Carlos, however, later corrected himself, and said: "There is no confirmed EJK case yet. I stand corrected."

Malacañang on Saturday supported the PNP's statement, saying extrajudicial killings or not, "these deaths are being addressed to ensure the accountability of perpetrators."

It also "calls upon witnesses and individuals who can provide valuable evidence that will lead to speedy resolution of cases," Presidential Spokesperson Ernesto Abella said.

The PNP and Malacañang were reacting to a recent Social Weather Stations (SWS) survey where seven in 10 or 73 percent of respondents said they are worried they or someone they know may be a victim of extrajudicial killings.

The non-commissioned poll was conducted from June 23 to 26, with 1,200 respondents and a margin of error of ±3 percent. The results were released Thursday.

Meanwhile, 63 percent of the respondents said the government is serious in addressing extrajudicial killings.

What is an EJK?

Malacañang said there is no extrajudicial killing based on its definition in the operational guidelines of Administrative Order No. 35, which created an inter-agency committee on extralegal killings in 2012.

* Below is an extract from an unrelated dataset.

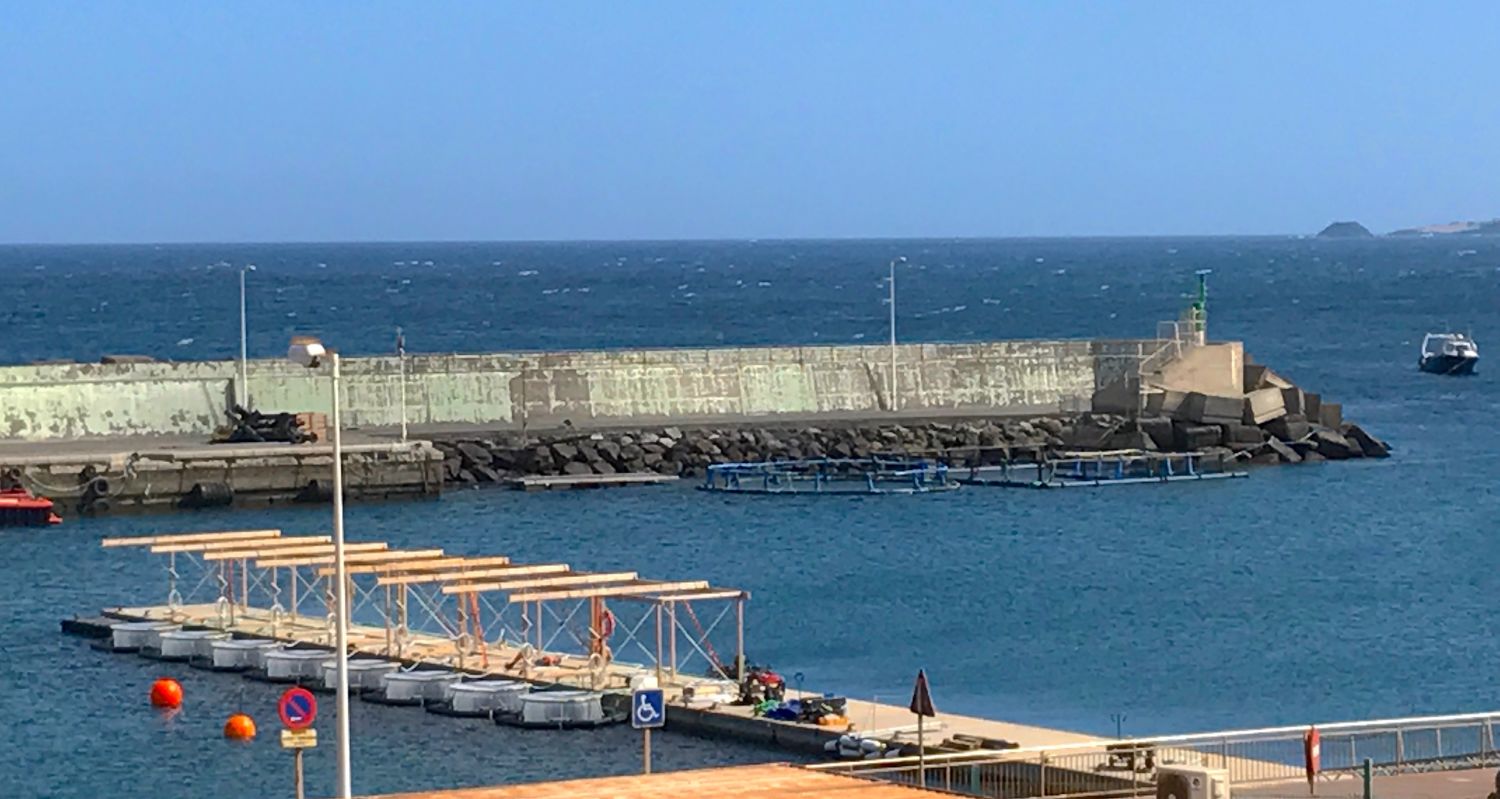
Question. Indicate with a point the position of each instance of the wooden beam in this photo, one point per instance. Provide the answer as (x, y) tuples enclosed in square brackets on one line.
[(447, 564), (266, 553), (693, 595), (474, 574), (188, 538), (608, 591), (545, 582), (351, 558), (243, 543)]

Under this order, a killing is considered extrajudicial when "the victim was targeted and killed because of the actual or perceived membership, advocacy, or profession."

The victim has to be a member of, or affiliated with a cause-oriented organization, a media practitioner, or mistakenly identified as any of the two.

The order also states the perpetrator does not have to be a state agent but the method and circumstances of the attack must reveal a deliberate intent to kill.

"AO 35 has not been repealed or revoked; thus, the definition of EJK remains the same," Abella said.

Then Justice Secretary Leila de Lima issued these guidelines in April 2013.

De Lima, now a senator fighting the Duterte administration and detained over drug charges, has filed a bill seeking to define and end extrajudicial killings. 

Senate Bill 1197 defines extrajudicial killing as "the unlawful, and deliberate killing of targeted individuals or groups thereof, carried out by agents of the State and under its order or acquiescence in lieu of arrest, investigation and prosecution."

"Extrajudicial killing includes summary killings perpetrated by private individuals for purposes of carrying out on their own or in the context of vigilantism, a campaign or policy of the State," it further states.

EJKs in the drug war?

Local and international human rights groups claim thousands have died as a result of the drug war's alleged extrajudicial killings. The government has repeatedly denied this.

Related: Cayetano: PH open to independent drug war probe

Critics have said Duterte, in strongly worded public pronouncements, ordered or encouraged policemen to kill drug users. Duterte even offered cops promotions or pardon in case they are convicted in the performance of their duties.

Malacañang has always said there are no state-sponsored killings and that it will investigate authorities who violate and abuse their power.

The PNP said over 3,800 suspects have been killed in police operations since July 2016, while over 109,000 suspects were arrested alive, now facing drug charges in courts.

The government, however, recently rejected 154 of 257 recommendations by the United Nations Human Rights Council (UNHRC) aimed at improving the country's human rights situation. Some of these recommendations pertain to investigating alleged extrajudicial killings.